Bankrupted<-subset(RecomposedFinancials,PolishCompanies[[65]] == "1")
str (Bankrupted)
## 'data.frame': 410 obs. of 9 variables:
## $ Total_Assets : num 4757 1447 1435 5364 11209 ...
## $ Total_Liabilities : num 4856 1634 1079 6316 8216 ...
## $ Working_Capital : num 624 475 227 1438 296 ...
## $ Book_Value_of_Equity: num -98.8 -187.7 356.3 -952.4 2992.1 ...
## $ AssetLiabilityCheck : num 1.38e-05 2.27e-05 2.87e-05 -1.31e-05 -6.29e-06 ...
## $ Net_Profit : num 383.5 -193 55.1 -284.6 -2786 ...
## $ Sales : num 11192 1305 1704 8713 11433 ...
## $ SalesAssetsCheck : num 5.92e-05 -3.37e-06 -4.64e-05 3.80e-05 -1.48e-05 ...
## $ EBITDA : num -6.3179 -2.5308 0.6376 -1.5098 0.0989 ...
qplot(RecomposedFinancials[[1]],RecomposedFinancials[[9]]) + geom_point(aes(x=RecomposedFinancials[[1]], y=RecomposedFinancials[[9]], colour=factor(PolishCompanies[[65]]))) + xlim(0,100000) +ylim(0,10) + labs(x="Total Assets", y = "EBITDA", color="Bankruptcy Next Year?")
## Warning: Removed 1093 rows containing missing values (geom_point).
## Warning: Removed 1093 rows containing missing values (geom_point).

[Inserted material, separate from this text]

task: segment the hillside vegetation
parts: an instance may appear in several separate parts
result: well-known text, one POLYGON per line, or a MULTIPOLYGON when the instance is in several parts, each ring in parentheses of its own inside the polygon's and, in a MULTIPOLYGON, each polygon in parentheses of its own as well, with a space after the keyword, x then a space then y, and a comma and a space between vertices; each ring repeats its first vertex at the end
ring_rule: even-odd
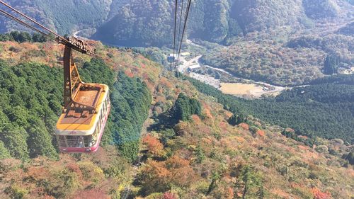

    The graph for the two factors is separated into 2 graphs to visualize it with less crouded points.
ggplot(RecomposedFinancials, aes(x = PolishCompanies[[65]], y = RecomposedFinancials$EBITDA)) + geom_boxplot() + labs(x = "Bankruptcy?", y="EBITDA")
## Warning: Removed 19 rows containing non-finite values (stat_boxplot).

    The boxplot of EBITDA for bankrupt and solvent companies shows a possibility for future fruitful research. Most of the distribution of bankrupt companies is closer together than solvent companies, but there are noticable outliers. Perhaps one could find two separate predictors for bankruptcy.
qplot(Unbankrupted[[1]],Unbankrupted[[9]]) + geom_point(aes(x=Unbankrupted[[1]], y=Unbankrupted[[9]], color="red")) + xlim(0,100000) +ylim(0,10) + labs(x = "Total Assets", y="EBITDA")
## Warning: Removed 960 rows containing missing values (geom_point).
## Warning: Removed 960 rows containing missing values (geom_point).

qplot(Bankrupted[[1]],Bankrupted[[9]]) + geom_point(aes(x=Bankrupted[[1]], y=Bankrupted[[9]])) + geom_point(colour = "#00BFC4") + xlim(0,100000) +ylim(0,10) + labs(x = "Total Assets", y="EBITDA")
## Warning: Removed 133 rows containing missing values (geom_point).
## Warning: Removed 133 rows containing missing values (geom_point).
## Warning: Removed 133 rows containing missing values (geom_point).